Max Baucus has always been a corporate shill. So, I, for one, am not shedding a single tear that he is retiring at the end of his term (sort of the way I felt when the country was able to rid itself of a scar named Joe Lieberman). But, on his way out the door, he’s ensuring that he’s going to leave a black mark of more phony corporate shilling.
The folks at Citizens for Tax Justice have Baucus dead on, mocking his road show with Republican Dave Camp:
What could be more lovable than a bipartisan effort to simplify the tax code? A bipartisan effort to simplify the tax code led by a couple of folksy guys in shirtsleeves who call themselves Max and Dave. No matter that they are two of the most powerful members of Congress, they have managed to craft a successful PR campaign playing on the public’s frustration with political partisanship and endemic dislike of the tax code.
Max and Dave, of course, are Senator Max Baucus, chair of the Senate Finance Committee, and Representative Dave Camp, chair of the House Ways and Means Committee. Their aw-shucks, let’s-get-a-beer-and-fix-the-tax-code routine has received friendly media coverage inside the Beltway and outside too, during their recently wrapped up road show, which took the pair to Minnesota, Philadelphia, Silicon Valley and Memphis.
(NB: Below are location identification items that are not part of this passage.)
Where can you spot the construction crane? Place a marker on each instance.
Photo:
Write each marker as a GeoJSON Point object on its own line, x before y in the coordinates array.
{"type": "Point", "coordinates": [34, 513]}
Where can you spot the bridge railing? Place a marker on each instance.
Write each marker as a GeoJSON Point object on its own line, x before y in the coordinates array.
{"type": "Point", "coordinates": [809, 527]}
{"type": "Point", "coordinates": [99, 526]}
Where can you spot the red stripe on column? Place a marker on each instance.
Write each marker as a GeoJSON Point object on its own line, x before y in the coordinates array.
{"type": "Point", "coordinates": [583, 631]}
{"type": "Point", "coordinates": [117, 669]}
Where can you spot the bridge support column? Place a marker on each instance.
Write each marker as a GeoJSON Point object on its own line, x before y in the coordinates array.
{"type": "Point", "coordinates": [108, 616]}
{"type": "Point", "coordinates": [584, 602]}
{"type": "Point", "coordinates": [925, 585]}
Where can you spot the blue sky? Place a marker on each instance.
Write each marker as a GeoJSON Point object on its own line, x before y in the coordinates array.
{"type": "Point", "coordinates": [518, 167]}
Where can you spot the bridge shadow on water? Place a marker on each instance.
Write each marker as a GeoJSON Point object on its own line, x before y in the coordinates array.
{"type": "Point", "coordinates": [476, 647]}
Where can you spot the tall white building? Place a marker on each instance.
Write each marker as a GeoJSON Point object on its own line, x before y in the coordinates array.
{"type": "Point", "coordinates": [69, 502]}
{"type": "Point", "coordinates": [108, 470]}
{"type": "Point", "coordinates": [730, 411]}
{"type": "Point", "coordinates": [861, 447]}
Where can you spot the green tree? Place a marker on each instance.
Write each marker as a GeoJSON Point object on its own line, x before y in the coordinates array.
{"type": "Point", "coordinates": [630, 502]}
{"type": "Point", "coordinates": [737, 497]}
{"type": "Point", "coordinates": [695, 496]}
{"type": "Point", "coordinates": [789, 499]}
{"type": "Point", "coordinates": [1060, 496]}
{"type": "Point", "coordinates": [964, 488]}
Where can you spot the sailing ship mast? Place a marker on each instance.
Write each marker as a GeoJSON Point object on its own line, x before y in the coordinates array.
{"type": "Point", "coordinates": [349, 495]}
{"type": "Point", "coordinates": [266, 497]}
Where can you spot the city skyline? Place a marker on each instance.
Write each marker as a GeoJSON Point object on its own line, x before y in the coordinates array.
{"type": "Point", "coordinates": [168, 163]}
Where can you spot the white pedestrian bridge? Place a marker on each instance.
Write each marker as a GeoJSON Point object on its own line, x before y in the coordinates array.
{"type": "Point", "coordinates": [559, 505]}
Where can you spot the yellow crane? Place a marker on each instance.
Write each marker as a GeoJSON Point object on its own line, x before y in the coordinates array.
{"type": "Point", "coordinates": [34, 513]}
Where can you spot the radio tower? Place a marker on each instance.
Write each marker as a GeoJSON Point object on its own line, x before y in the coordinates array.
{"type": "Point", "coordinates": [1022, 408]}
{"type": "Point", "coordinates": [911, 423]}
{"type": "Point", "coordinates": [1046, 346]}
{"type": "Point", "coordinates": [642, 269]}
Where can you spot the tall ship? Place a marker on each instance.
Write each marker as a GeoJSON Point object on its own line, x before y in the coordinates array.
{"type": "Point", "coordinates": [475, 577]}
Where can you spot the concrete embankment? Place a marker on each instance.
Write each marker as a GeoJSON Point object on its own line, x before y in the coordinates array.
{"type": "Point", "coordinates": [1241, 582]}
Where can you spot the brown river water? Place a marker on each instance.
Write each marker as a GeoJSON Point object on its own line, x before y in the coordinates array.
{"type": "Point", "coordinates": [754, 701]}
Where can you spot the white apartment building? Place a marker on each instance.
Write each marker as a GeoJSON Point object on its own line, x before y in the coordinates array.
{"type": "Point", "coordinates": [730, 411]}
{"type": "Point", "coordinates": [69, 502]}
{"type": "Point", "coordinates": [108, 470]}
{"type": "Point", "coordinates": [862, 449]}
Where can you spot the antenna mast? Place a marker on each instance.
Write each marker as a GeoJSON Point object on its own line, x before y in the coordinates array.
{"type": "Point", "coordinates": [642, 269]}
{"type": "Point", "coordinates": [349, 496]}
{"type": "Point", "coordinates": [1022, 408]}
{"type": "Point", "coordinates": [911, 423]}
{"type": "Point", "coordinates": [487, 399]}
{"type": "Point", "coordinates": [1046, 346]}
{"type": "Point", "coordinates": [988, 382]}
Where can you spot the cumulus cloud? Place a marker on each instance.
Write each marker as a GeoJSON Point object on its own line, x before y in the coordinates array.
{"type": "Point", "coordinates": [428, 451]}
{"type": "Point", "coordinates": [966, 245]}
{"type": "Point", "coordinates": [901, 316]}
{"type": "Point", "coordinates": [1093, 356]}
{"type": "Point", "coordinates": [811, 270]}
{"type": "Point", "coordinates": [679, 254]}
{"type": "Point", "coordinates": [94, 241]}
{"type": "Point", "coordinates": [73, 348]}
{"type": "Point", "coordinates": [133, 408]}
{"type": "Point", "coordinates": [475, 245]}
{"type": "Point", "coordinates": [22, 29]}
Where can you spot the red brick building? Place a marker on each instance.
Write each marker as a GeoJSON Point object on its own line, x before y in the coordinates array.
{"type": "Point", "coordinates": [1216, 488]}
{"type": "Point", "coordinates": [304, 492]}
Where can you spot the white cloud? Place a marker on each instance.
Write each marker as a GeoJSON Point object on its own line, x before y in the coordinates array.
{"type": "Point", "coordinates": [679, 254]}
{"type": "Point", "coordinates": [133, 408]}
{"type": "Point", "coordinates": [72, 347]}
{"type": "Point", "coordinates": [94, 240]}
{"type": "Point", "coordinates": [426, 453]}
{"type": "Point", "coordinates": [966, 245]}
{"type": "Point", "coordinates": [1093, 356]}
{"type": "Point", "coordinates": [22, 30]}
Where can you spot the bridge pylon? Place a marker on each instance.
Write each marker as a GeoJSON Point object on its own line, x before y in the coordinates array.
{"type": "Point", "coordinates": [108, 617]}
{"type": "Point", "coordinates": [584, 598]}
And who is this team using as a model? A great tax hater, FedEx:
Our op-ed, “Most of Us Want Corporate Loopholes Shut,” asked why the Senator and Congressman would visit with FedEx for advice about tax reform.
“The venue is apt because FedEx’s taxpaying behavior is emblematic of the challenges facing anyone seeking to fix the United States’ corporate tax system; it’s awkward because FedEx is a heavy feeder on tax breaks enthusiastically supported over many years by bipartisan majorities in Congress.”
We then explained some of what we’d learned in reviewing FedEx’s latest financial statements.
“For example, my organization, the Institute on Taxation and Economic Policy, found that between 2008 and 2010, FedEx paid an effective federal income tax rate of just 0.9 percent on over $4.2 billion in U.S. profits. With two more years of tax filings now publicly available, we know that over the past five years, FedEx paid an average effective federal income tax rate of just 4.2 percent.”
The world will be a better place without Baucus — particularly a world in which people try to restore some semblance of honesty about corporate taxes.